Katar için Yapılan Casusluk İddiası/Suçlaması: Mursi'nin 10 İhvan üyesi ile birlikte Mısır askeri gizli belgelerini Katar istihbaratına sızdırdıkları hakkındaki suçlamadır.
Yargıya Hakaret İddiası/Suçlaması: Mursi, diğer İhvan taraftarı 24 kişi ve liberal siyasetçi Amr Hamzawy'nin de arasında bulunduğu grup 23 Mayıs 2015 günü yargıya hakaret iddiasıyla hakim karşısına çıktılar.

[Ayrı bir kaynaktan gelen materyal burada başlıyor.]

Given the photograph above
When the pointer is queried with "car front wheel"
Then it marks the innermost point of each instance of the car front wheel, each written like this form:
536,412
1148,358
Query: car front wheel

Kahire Ceza Mahkemesi'nin 25 Haziran 2016 tarihinde Mısır devletinin gizli belgelerini Katar istihbaratına sızdırdığı gerekçesiyle Mursi, Hürriyet ve Adalet Partisi iktidarında Cumhurbaşkanlığı Sarayı İdari Büro İşleri Başkanı Ahmed Abdel Aaty ile aynı Büro'nun Sekreteri Amin El Serafy'e ömür boyu hapis cezası verdi.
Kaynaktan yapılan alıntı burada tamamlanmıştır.